Methods	Design: parallel group randomized trial Duration of study: not reported Duration of follow‐up: 30 days
Participants	Country: Republic of South Africa Setting: school Number included in study: 150 Age: 6–16 years (mean 10 years) Sex: 75 girls, 75 boys Inclusion criteria: pupils at a primary school serving a wine‐producing area were eligible to receive albendazole if they were infested by T trichiura. Children not infected by any species of helminth were suitable for the placebo group. Exclusion criteria: chronic prescription medication, clinically evident illness, or both Lost at follow‐up: 37 (24.6%) Number positive for A lumbricoides: 58 Number included in review: 58
Interventions	Treatment strategy: screening and treat all included participants Group 1: albendazole 400 mg single dose (n = 15) Group 2: albendazole 400 mg 2 consecutive days (n = 22) Group 3: albendazole 400 mg 3 consecutive days (n = 21) Group 4: placebo (no randomized group; not included in the review)
Outcomes	Outcomes included:Ascaris prevalence pre‐ and post‐treatment cure rates and adverse events Outcomes not included in review: efficacy of anthelmintic treatment for T trichiura not reported
Notes	Diagnostic technique: "Standard methods" Funding support: The Peninsula School Feeding Association; Anglo American Chairman's Fund, AngloGold Fund, De Beers Fund, and AusAID supported operational and developmental research to implement crèche‐ and school‐based deworming, health education and sanitation in impoverished communities in the south‐western Cape. GlaxoSmithKline donated the albendazole and placebo tablets.
Risk of bias
Bias	Authors' judgement	Support for judgement
Random sequence generation (selection bias)	Low risk	Quote: "A statistician operating independently of the researchers in the field used random permutations to allocate the 150 Trichuris infected children into 3 groups, which were again randomized to the different doses of albendazole."
Allocation concealment (selection bias)	Low risk	Quote: "Set of three blister packs for each code recipient were prepared in laboratory. Packs were marked for use on day 1, 2 and 3 respectively."
Blinding of participants and personnel (performance bias) All outcomes	Low risk	Quote: "Placebo tablets matched the albendazole tablets in appearance, as did the blister packs. All treatments comprised 1 tablet a day for 3 days. At the school, neither the person administering the treatment, nor the child receiving the tablet, was aware of the dose."

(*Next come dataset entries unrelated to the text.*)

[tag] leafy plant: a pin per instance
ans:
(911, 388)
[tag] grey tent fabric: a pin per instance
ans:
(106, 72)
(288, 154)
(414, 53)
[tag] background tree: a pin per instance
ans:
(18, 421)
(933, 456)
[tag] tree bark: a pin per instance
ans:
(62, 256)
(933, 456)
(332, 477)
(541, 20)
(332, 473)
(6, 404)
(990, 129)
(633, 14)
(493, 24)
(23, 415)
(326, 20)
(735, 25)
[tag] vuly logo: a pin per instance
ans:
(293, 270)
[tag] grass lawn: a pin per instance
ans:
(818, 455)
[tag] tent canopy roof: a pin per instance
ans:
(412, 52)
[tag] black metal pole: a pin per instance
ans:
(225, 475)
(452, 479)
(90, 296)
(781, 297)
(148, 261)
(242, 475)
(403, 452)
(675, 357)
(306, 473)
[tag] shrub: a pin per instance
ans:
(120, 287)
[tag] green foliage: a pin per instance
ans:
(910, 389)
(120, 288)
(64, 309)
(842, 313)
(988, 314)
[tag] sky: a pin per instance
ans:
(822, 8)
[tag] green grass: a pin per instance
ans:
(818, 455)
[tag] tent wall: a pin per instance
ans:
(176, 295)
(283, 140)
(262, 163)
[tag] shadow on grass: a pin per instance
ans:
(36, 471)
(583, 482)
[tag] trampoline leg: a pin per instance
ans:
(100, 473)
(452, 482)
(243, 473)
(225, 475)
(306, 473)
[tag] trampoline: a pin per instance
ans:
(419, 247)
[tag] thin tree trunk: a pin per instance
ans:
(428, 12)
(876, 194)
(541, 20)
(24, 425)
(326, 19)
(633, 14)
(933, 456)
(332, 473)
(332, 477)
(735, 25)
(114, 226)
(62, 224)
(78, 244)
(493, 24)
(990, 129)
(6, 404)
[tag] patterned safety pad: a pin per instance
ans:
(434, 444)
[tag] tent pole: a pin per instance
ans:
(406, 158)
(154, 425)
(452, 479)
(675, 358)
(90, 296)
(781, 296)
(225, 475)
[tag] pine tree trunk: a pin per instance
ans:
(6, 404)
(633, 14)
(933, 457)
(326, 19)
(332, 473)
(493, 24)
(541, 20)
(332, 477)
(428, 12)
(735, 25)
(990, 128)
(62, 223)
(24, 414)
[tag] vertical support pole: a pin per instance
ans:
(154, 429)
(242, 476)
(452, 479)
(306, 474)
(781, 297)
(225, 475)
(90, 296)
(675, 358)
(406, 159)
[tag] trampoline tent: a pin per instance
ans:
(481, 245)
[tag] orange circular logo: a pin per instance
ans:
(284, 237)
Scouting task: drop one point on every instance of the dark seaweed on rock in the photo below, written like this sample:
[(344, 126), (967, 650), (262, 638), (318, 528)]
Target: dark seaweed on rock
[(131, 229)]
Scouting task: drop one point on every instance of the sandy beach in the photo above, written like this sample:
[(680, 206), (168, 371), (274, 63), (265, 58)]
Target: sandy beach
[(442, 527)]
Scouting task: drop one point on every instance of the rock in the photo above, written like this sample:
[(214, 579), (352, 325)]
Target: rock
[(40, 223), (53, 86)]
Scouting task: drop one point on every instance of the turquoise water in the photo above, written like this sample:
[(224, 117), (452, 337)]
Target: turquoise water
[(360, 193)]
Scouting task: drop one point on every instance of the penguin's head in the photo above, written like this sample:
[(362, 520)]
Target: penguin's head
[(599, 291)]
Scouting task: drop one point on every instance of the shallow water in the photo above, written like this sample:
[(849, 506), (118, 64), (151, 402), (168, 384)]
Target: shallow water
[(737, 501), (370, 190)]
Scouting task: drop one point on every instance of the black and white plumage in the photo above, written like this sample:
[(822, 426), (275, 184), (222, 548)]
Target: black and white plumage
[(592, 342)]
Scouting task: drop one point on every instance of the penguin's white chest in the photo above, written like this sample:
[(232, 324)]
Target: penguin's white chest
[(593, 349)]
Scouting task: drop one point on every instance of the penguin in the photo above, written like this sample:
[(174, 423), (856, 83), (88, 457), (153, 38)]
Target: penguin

Blinding of outcome assessment (detection bias) All outcomes	Low risk	Faecal samples were coded and microscopist who processed and examined the specimens for helminth eggs were unaware which treatment group any sample corresponded to.
Incomplete outcome data (attrition bias) All outcomes	High risk	37 (24.7%) participants lost at follow‐up and not included in analysis.
Selective reporting (reporting bias)	Low risk	All stated outcomes reported.
Other bias	Low risk	No other obvious source of bias.